Sous pression des Etats-Unis, le Premier ministre israélien Benjamin Netanyahu doit aussi faire face à l’aile la plus radicale de sa coalition qui menace de quitter le gouvernement en cas de libération de prisonniers palestiniens.

Négociateurs israéliens et palestiniens ont poursuivi cette semaine, sous la houlette de l’émissaire américain Martin Indyk, les discussions tripartites pour tenter de sauver le processus de paix en profonde crise.

Parmi les points de discorde figure la libération d’un dernier contingent de détenus palestiniens, dont certains de nationalité israélienne, prévue lors du lancement en juillet de l’initiative de paix du secrétaire d’Etat John Kerry.

En échange de libérations de prisonniers supplémentaires et d’un gel de la colonisation, les Palestiniens accepteraient de poursuivre les négociations au-delà de la date butoir du 29 avril et les Etats-Unis relâcheraient l’espion juif américain Jonathan Pollard, deux demandes d’Israël, selon des médias israéliens.

La porte-parole de la diplomatie américaine Jennifer Psaki a toutefois qualifié les spéculations autour d’un tel accord de « prématurées ».

Mardi, John Kerry a critiqué les deux parties, mais s’en est pris plus particulièrement à Israël, déplorant une série de mesures et contre-mesures prises par les deux camps à la suite de la non-libération des prisonniers comme convenu le 29 mars.

Une source palestinienne proche des négociations a réaffirmé vendredi que la délégation palestinienne insistait sur les libérations prévues pour discuter d’une prolongation des pourparlers.

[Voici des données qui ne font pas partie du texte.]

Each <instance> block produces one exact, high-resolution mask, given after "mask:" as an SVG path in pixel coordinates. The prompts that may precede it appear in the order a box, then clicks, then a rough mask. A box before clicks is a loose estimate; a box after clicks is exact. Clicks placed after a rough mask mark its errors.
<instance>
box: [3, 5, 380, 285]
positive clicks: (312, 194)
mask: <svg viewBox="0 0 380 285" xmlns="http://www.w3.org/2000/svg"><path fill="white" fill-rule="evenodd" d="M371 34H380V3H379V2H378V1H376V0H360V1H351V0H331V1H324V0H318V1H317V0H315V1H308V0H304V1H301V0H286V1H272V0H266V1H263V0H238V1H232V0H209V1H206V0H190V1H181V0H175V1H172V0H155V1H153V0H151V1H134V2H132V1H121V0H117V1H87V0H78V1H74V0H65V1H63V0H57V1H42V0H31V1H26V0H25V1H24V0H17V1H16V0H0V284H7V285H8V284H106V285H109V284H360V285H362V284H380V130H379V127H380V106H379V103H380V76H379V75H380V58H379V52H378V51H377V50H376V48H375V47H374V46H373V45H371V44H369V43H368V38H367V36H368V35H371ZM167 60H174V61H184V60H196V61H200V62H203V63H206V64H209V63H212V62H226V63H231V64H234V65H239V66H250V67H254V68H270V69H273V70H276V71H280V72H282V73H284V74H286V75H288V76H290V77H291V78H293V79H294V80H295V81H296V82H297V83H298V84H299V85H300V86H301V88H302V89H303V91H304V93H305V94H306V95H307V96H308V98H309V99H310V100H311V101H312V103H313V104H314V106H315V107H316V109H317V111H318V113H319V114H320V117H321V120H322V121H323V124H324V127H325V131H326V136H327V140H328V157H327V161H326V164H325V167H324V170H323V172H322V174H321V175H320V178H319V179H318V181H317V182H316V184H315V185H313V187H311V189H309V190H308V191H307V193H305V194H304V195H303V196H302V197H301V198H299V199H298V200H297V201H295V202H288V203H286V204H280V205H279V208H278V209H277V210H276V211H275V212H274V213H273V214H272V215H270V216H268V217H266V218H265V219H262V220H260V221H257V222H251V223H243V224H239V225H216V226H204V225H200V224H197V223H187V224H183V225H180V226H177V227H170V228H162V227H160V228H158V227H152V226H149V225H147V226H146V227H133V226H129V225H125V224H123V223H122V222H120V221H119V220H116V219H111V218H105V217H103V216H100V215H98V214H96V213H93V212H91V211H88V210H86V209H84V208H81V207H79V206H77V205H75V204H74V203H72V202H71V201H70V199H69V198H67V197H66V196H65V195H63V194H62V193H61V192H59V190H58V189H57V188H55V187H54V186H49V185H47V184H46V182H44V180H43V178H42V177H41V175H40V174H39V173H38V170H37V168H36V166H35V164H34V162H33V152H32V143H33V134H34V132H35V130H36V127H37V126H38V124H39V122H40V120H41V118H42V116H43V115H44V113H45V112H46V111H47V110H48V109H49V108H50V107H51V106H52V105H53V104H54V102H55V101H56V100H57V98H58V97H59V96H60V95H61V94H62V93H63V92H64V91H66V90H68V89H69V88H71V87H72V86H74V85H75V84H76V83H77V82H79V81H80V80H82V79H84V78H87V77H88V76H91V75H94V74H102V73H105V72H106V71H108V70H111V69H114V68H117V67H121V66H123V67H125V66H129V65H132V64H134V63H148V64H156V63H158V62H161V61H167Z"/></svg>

Le ministre israélien de l’Economie, Naftali Bennett, a réagi en agitant la menace de se retirer de la coalition gouvernementale en cas d’accord prévoyant la libération de détenus arabes israéliens.

« Si la proposition de libérer des meurtriers d’Israéliens est présentée au gouvernement, Habayit Hayehudi s’y opposera », a assuré M. Bennett peu après une nouvelle rencontre tripartite jeudi à Jérusalem.

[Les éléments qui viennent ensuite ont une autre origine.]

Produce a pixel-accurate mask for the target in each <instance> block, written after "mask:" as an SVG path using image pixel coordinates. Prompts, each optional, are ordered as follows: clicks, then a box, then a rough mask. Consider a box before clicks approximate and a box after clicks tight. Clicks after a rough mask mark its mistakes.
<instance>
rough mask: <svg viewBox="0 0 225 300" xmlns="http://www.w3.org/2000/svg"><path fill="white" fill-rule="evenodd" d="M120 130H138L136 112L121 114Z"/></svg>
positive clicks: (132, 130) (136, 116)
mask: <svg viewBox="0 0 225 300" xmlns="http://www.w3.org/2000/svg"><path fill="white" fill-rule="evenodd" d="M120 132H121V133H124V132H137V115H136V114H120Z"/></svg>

« Et si la proposition est approuvée, Habayit Hayehudi quittera la coalition », a averti ce proche des colons.

En cas de départ des 12 députés, il manquerait à Netanyahu 4 sièges pour avoir la majorité au Parlement qui compte 120 députés. Il lui faudrait alors élargir ses alliances ou, en cas d’échec, convoquer des législatives.

Des responsables du Likud, le parti de Netanyahu, ont dénoncé la stratégie de M. Bennett qui consiste à « lancer des menaces en l’air tout en sachant qu’elles ne se matérialiseront pas ».

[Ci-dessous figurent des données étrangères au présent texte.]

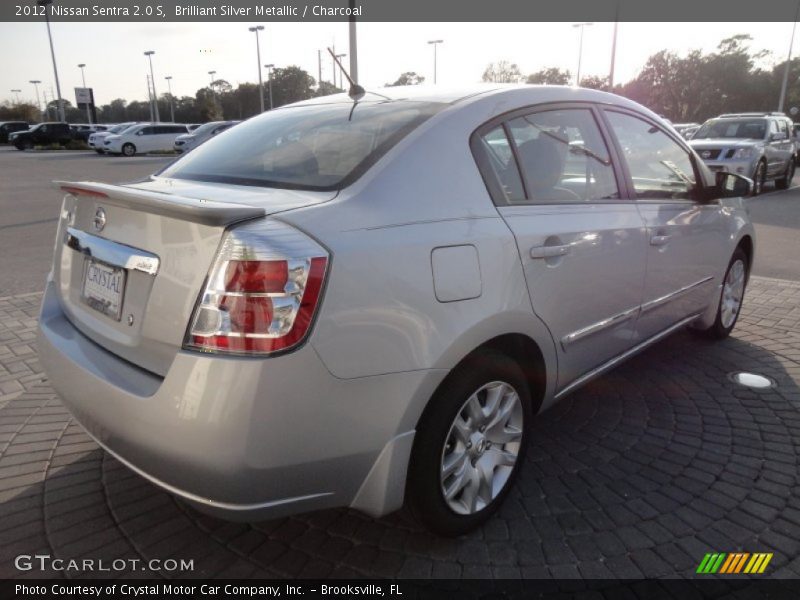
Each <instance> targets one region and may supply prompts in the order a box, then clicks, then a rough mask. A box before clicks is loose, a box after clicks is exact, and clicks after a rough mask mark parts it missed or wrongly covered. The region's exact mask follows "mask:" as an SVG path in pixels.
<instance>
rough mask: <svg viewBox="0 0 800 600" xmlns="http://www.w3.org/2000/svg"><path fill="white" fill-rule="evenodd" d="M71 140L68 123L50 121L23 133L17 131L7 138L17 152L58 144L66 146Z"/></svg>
mask: <svg viewBox="0 0 800 600" xmlns="http://www.w3.org/2000/svg"><path fill="white" fill-rule="evenodd" d="M71 140H72V131H71V130H70V128H69V123H63V122H58V121H51V122H47V123H39V124H38V125H34V126H33V127H31V128H30V129H27V130H25V131H17V132H14V133H12V134H10V135H9V136H8V141H9V142H10V143H11V144H14V147H15V148H16V149H17V150H30V149H32V148H33V147H34V146H49V145H50V144H59V145H61V146H66V145H67V144H68V143H69V142H70V141H71Z"/></svg>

Ils ont souligné que c’est sur son insistance que M. Netanyahu a accepté en juillet les libérations de prisonniers, plutôt qu’un gel de la construction, catégoriquement rejeté par Habayit Hayehudi.

M. Bennett a pour attitude « d’être au gouvernement, de menacer d’en partir mais de ne jamais le faire », explique à l’AFP le commentateur politique Yossi Elituv, observant que M. Bennett ne quitterait la coalition que s’il en était « chassé ».

Divisions au sein du Likud

Netanyahu est surtout menacé par l’aile la plus radicale de son propre parti.

Le vice-ministre des Affaires étrangères, Zeev Elkin, a prévenu qu’un arrêt de la construction et la libération de prisonniers « pourraient bouleverser le système politique et conduire Israël vers de nouvelles élections ».

A gauche, la dirigeante du parti Meretz, Zehava Gal-On, a ironisé: « Il y a actuellement une seule chose de moins crédible que les menaces de M. Bennett de partir (…) Ce sont les négociations elles-mêmes ».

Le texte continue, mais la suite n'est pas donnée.